While all of the things mentioned above are fine and dandy, one company decided to take their support a step further this year. When every other company simply zigged, Burger King decided to zag and stand out from the rest of crowd as the ultimate gay allies. They did this by skipping over the usual rainbow logo theatrics that most companies do, and instead rebranded their Mexican franchises to Burger Queer, and I think that’s kind of a weird way of showing support.
Now first and foremost, I want to emphasize that I’m pro-gay and the whole lot. I don’t care if 2 dudes or 2 chicks want to bang eachother or get married and you shouldn’t either, so before somebody stumbles upon this blog years from now and tries to cancel me based on the title, let me get that out of the way first.
When I say that I think this is weird, I just mean it sounds weird. Not in a homophobic way, but just in a marketing way. I mean, Burger Queer? It just doesn’t roll off the tongue at all. I can’t imagine a scenario where my friends and I would be hungry and I’d say, “I have an idea, let’s go get some food at Burger Queer!”. See what I mean? It’s a marketing nightmare that even the gay community would probably cringe at. Based on what I’ve seen online, I’m not alone in thinking this. A lot of people thought it was a joke, and I even saw a few people describing it as “rainbow capitalism”, which I thought was funny.
Another reason why I think incorporating the word queer into Burger King’s name seems a little weird to me is because I always thought that queer was a homophobic slur, but now apparently it’s what some people prefer to identity as and be called. I don’t know when this happened, but I must have missed the memo. When I was a kid words like queer, fag, homo etc. were just some examples from the long list of interchangeable insults that my 12 year old friends and I would say to eachother. That’s why seeing queer in big corporate letters and hearing that it has become the appropriate thing to call some people in the gay community is a bit shocking to somebody like me—who grew up with it always having a negative connotation.

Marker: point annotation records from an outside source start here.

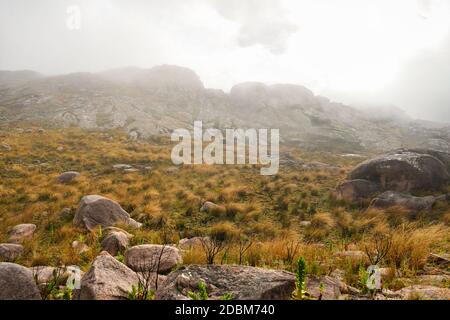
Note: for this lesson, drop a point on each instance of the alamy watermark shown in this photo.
(229, 146)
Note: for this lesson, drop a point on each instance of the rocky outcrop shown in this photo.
(115, 242)
(107, 279)
(67, 177)
(243, 283)
(152, 257)
(95, 210)
(404, 171)
(21, 232)
(17, 283)
(355, 190)
(9, 252)
(393, 199)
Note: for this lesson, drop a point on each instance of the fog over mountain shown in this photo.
(362, 53)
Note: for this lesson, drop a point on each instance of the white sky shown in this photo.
(355, 51)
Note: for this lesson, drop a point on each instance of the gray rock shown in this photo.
(79, 247)
(10, 252)
(107, 279)
(420, 292)
(21, 232)
(67, 177)
(115, 242)
(392, 199)
(95, 210)
(405, 170)
(242, 282)
(17, 283)
(208, 206)
(152, 257)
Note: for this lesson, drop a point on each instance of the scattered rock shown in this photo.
(21, 232)
(145, 257)
(355, 190)
(66, 213)
(171, 170)
(17, 283)
(186, 244)
(316, 165)
(405, 170)
(115, 242)
(332, 288)
(9, 252)
(107, 279)
(242, 282)
(80, 247)
(95, 210)
(209, 206)
(67, 177)
(392, 199)
(305, 224)
(45, 274)
(122, 166)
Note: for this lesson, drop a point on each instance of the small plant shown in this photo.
(300, 280)
(140, 293)
(202, 293)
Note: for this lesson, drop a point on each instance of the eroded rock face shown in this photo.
(10, 252)
(95, 210)
(21, 232)
(17, 283)
(405, 170)
(243, 283)
(355, 190)
(393, 199)
(115, 242)
(152, 257)
(67, 177)
(107, 279)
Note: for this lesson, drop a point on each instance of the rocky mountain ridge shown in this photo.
(146, 102)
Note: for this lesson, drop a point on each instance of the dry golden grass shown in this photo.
(265, 209)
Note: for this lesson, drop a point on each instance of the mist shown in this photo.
(389, 53)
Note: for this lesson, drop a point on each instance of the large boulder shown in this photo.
(107, 279)
(405, 170)
(242, 282)
(67, 177)
(10, 252)
(393, 199)
(17, 283)
(355, 190)
(152, 257)
(21, 232)
(95, 210)
(115, 242)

Having said that, I must say that I love this 3-D chess move by the gay community. They pulled off the ultimate 180 here by taking the word queer—a word that was previously used as an insult toward them—and are now pretty much just saying, “Yes I am, and that’s our word now”. They took popular homophobic ammunition, flipped it on its head, and are now wearing it with pride (no pun intended). Oh who am I kidding. Of course that was intended, but you have to admit that was a good one.
While we’re still on the topic of homosexually-themed fast food restaurants in Mexico, I’d also like to add that I was surprised this happened in Mexico. If it had happened somewhere like England, Spain, or France I wouldn’t have batted an eye, but Mexico? I don’t know man, it just didn’t sound right to me for some reason. Call it my innate ignorance of other countries and their cultures and laws, but I guess I just figured that homosexuality in Mexico was still very taboo. They’re one of the most Catholic countries on Earth per capita, and most of the news stories I see about Mexico are usually just cartels killing innocent people for no reason, so I guess it was my gut feeling that being gay was probably still illegal in Mexico. Is it wrong that I assumed that? Maybe. Maybe not. Either way, fuck it. Who cares, at least I’m honest.

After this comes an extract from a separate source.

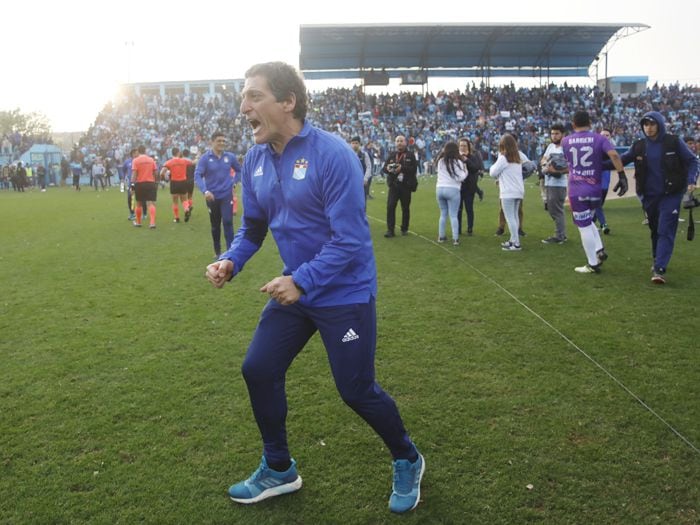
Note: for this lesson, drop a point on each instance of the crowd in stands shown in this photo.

Not every tribute is received the way you thought it would be. For example, I was at a fancy dinner party one time and I tried to make a toast. I was half-serious and half-kidding, but by the end of it I was fully embarrassed because I made an ass out of myself because some of the jokes didn’t land. My terrible drunken toast reminds me a bit of what Burger King did here, because even though both of our intentions were good, it left everybody saying “What the hell were they thinking?”.
My highschool Latin teacher always used to say, “Less is more”(Well he would say it in Latin, but if you saw my grades you’d understand why I don’t remember what it actually was). So whether you’re making an impromptu speech at a dinner party or trying to show your support for the gay community by inserting the word queer into your name, just remember that sometimes less is more, and it’s probably always in your best interest to avoid going overboard with whatever you’re doing.
PS: Speaking of going overboard, I just came up with a quick little business idea that Burger King can use next year for Pride Month. Fuck making burgers, they should convert all of the restaurants into gay clubs instead. That way, when people see the sign rainbow sign outside and it says “Burger Queer: Have It Your Way” it will make way more sense.